Com cerca de 15 minutos de atraso, os Dap-Kings sobem ao palco para executar alguns rápidos números instrumentais. Só isso já seria um show e tanto – para quem não sabe do que estou falando, essa foi a banda que Amy Winehouse pegou “emprestada” para gravar o clássico Back to Black e, posteriormente, fazer turnês. Em seguida, o guitarrista Binky Griptite, que também atua como mestre de cerimônias, chama duas backing vocals para se juntarem ao octeto. A essa altura, antes mesmo de Sharon aparecer, o público já está praticamente todo em pé, dançando. E danem-se as cadeiras numeradas.
O clima do show faz com que a plateia se sinta em um pub dos anos 60 nos Estados Unidos, quando nomes como Aretha Franklin e James Brown ganharam o mundo. Sharon Jones é cria dessa grande época da música. Por um desses infortúnios da vida, só conseguiu engrenar depois dos 40 anos, mas hoje, aos 59 e após superar um câncer, mostra ter gás para continuar por muito tempo ainda.
Quando a cantora surge no palco, os olhares imediatamente se fixam nela. Sharon é puro carisma, e não há como não se impressionar com sua energia. Ela dança sem parar. Rodopia, faz caretas, ri, bate papo com a plateia. Fala de relacionamentos mal resolvidos, de homens cafajestes, das alegrias e tristezas do amor. E canta. Muito.

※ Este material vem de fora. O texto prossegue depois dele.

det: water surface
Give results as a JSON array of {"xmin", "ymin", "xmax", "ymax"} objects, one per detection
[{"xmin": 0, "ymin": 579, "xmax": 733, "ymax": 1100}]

Após “Retreat!”, um dos singles do bem-sucedido Give the People What They Want (2014), Sharon convida um rapaz da plateia para dançar em “You’ll Be Lonely”, e ele, mesmo que um pouco desajeitado, não pensa duas vezes. Mais adiante, em “Long Time, Wrong Time”, repete o artifício com outro sujeito, e logo depois, em “I’m not Gonna Cry”, diz que é a vez das “ladies”. Nada menos que oito moças sobem ao palco, e uma delas ainda arrisca dividir trechos do refrão com a cantora.
“I Learned the Hard Way”, faixa-título do álbum de 2010, parece algo que sua devota discípula Amy poderia ter gravado em Back to Black, e chama a atenção pelo belo arranjo de sopros. A seguir, o momento mais marcante do show: as lições de dança de Sharon Jones. Ao som de um instrumental que parece ter saído daquelas trilhas de filmes de blaxploitation dos anos 70, a cantora fala sobre diversos tipos de passos de dança, mostrando-os na prática ao chegar ao que seria o refrão.
Depois de dez minutos de adrenalina no limite, nada como uma baladinha para respirar. “Slow Down Love”, sexy e arrastada (no bom sentido), é uma daquelas canções capazes de elevar consideravelmente as taxas de natalidade.
No final, o hit “Get Up and Get Out” aparece em roupagem diferente, mais acelerada, no que Sharon diz ser uma espécie de tributo a Tina Turner – nessa música, ela até se movimenta de forma parecida com a homenageada. Ainda há espaço para o bis, com “Every Beat of my Heart”, clássico na voz de Gladys Knight & The Pips, e “He Said I Can”. Como se o talento e o carisma não fossem suficientes, a cantora ainda esbanja simpatia ao ficar algum tempo sentada no palco tirando selfies e dando autógrafos.
Ao ver um show desses, a gente tenta entender como essa ex-carcereira e segurança de carro forte recebeu tantos “nãos” de empresários. Teve um que disse a ela que era “muito negra, muito gorda, muito baixa e muito velha” para fazer sucesso. A estupidez humana realmente não tem limites.
Obrigado por não ter desistido, Sharon.